How does their income compare to the rest of the population?
a) They are in the richest 20%
b) They are in the richest 30% (but not the top 20%)
c) They are in the richest 40% (but not the top 30%)
d) They are in the richest 50% (but not the top 40%)
Finished? Now see how you did.
For Question 1, the right answer was (b).
The share of income going to the richest 20% of households was 5 times the share going to the poorest 20%. If you want the exact figures, the richest 20% received 42% of total income, compared to 8% of total income going to the poorest 20%. These shares have been fairly flat since the early 1990s.
For Question 2, the right answer was (a).
Stan’s income is 4 times higher than Ollie’s.

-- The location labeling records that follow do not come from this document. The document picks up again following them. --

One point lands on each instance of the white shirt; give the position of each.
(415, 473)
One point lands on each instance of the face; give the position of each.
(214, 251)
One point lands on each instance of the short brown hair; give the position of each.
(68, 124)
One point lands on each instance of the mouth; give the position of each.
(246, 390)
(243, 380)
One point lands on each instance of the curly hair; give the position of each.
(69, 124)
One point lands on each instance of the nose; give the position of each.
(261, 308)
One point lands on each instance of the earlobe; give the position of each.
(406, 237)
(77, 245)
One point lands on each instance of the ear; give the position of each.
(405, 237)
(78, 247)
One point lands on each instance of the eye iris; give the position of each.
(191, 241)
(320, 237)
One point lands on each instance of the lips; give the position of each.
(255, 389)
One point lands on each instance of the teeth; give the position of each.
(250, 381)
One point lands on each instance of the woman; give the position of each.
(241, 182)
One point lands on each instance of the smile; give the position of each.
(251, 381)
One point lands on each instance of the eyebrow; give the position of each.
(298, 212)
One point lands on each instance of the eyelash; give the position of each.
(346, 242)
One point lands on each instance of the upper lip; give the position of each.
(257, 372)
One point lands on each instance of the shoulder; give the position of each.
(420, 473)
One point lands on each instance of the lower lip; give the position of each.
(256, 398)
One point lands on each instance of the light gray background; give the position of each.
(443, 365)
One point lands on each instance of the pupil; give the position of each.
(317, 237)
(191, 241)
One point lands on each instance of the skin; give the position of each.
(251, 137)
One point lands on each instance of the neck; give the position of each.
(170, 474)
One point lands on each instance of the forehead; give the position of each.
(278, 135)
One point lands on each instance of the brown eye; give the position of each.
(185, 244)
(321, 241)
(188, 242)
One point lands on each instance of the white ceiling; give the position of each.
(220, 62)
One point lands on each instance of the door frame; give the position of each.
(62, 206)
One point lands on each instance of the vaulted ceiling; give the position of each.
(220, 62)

If that’s less than you expected, it’s among the group of people richer than Stan that inequality becomes more accentuated. Suppose James has income higher than 99% of the population (putting him on the cusp of the richest 1%). His income is more than twice that of Stan and ten times that of Ollie.
There is a common perception that inequality has increased in recent decades you can try these out. But inequality between people like Stan and Ollie has actually fallen slightly since the start of the 1990s. Stan’s income is 3.9 times higher than Ollie’s in 2014/15, but in 1990 it was 4.4 times higher.
By contrast, the gap between Stan and Ollie and people like James has widened over the same period. The share of income going to the richest 1% increased from 5.7% in 1990 to 7.9% in 2014/15. So the reality is more complex than often thought – inequality has reduced among some parts of the population but among other parts, it has widened.
For Question 3, the right answer was (a).
Herman and Lily are in the richest 20% of the population. They have a weekly income of £767 after deducting tax, beating the £741 they need to enter the richest 20%.
It makes a big difference that they are both in employment: suppose one of them was not working and they still had no income from other sources. Then their weekly income of £371 after tax would put them in the poorest 40% of the population.
As mentioned at the start, income figures are scaled according to the number of adults and children in the household – a process called ‘equivalisation’. We do this because a larger household is likely to need a higher income than a smaller household in order to have the same standard of living. If Herman and Lily have a son, Eddie, the scaling process means their equivalised income is a sixth lower than their actual income – and they drop in to the richest 30%. But they would also be entitled to Child Benefit which would provide some additional income.
Why did the question tell me about their council tax? Income inequality is measured based on disposable income, meaning income after taxes and benefits. Tax includes council tax as well as Income Tax and National Insurance contributions (but not VAT).
How did you get on?
If you got 2 or 3 correct, congratulations! You have a keen grasp of the UK income distribution.
If you got 0 or 1, oh dear. The Library’s briefing paper on Income inequality in the UK can help you get up to speed.
All questions are based on data from DWP’s Households below average income report for 2014/15. Additional data on inequality trends are taken from Institute for Fiscal Studies report, Living Standards, Poverty and Inequality in the UK: 2016, Chapter 3.
Readers may be interested to know that new data for 2015/16 was published by the Office for National Statistics on 10 January 2017. Although the ONS analysis is more up to date than the DWP report, it contains less detail and is based on a smaller number of survey respondents so is more susceptible to survey error.